The only problem is these motors are comparatively more expensive than hub drive. But if you can extend your pockets a bit further, you can surely grab one of these.
3. Friction Motors
Friction motors are comparatively old-fashioned than mid-drive and hub motors. But this low expense can be beneficial if you prefer a modern bike.
The motor’s wheels help spire the tires to move forward. The friction in your motor helps to increase the tire wear. You won’t find such friction drives on any new e-bike since they are less efficient.
2 Different Types of Battery
1. Lead-acid batteries (SLA)
This is comparatively cheaper and easier to recycle. But they don’t last very long and are very sensitive.
Lead-acid might not be a good choice if you are using your bike to commute.
2. Lithium-ion batteries
Li-ion, on the other hand, has become one of the most popular choices among users. Approximately 90% of the market has been taken by these batteries.

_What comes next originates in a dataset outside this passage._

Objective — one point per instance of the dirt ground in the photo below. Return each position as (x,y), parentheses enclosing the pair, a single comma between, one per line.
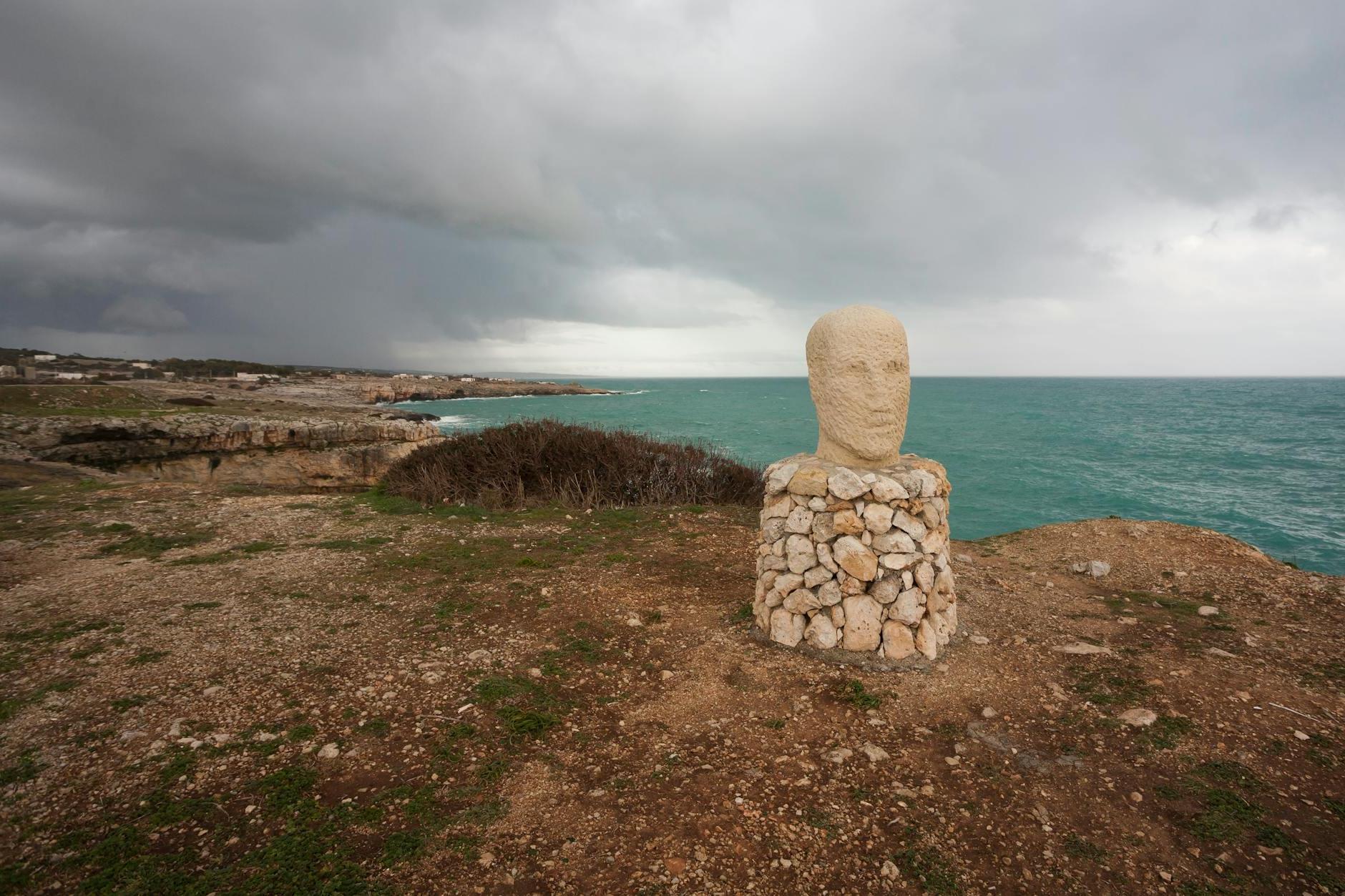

The best thing about this battery is it’s comparatively long-lasting and can even generate a considerable amount of power compared to its weight.
Although there are a few downs with this battery, and one of them is it’s pretty expensive compared to lead-acid batteries. But, come on, everything good comes with a price, doesn’t it?
1. How fast can I go on an electric bike?
Ans. If you are riding on a class 1 or class 2 electric bike, you would have a maximum speed of 20mph. And if it’s a class 3 electric bike, it would have a peak speed of 28mph.
2. Do I need a license to ride an electric bike on the road?
Ans. The good news is you don’t need any sort of license or nameplate for these bikes. But it’s always advisable to wear helmets when you ride them.
3. How far can I go on one charge?
Ans. For most electric bikes, you would quickly go for 22-50 miles on a single charge on these electric bikes. Although, some high-quality bikes can take you even 80 miles on a single charge.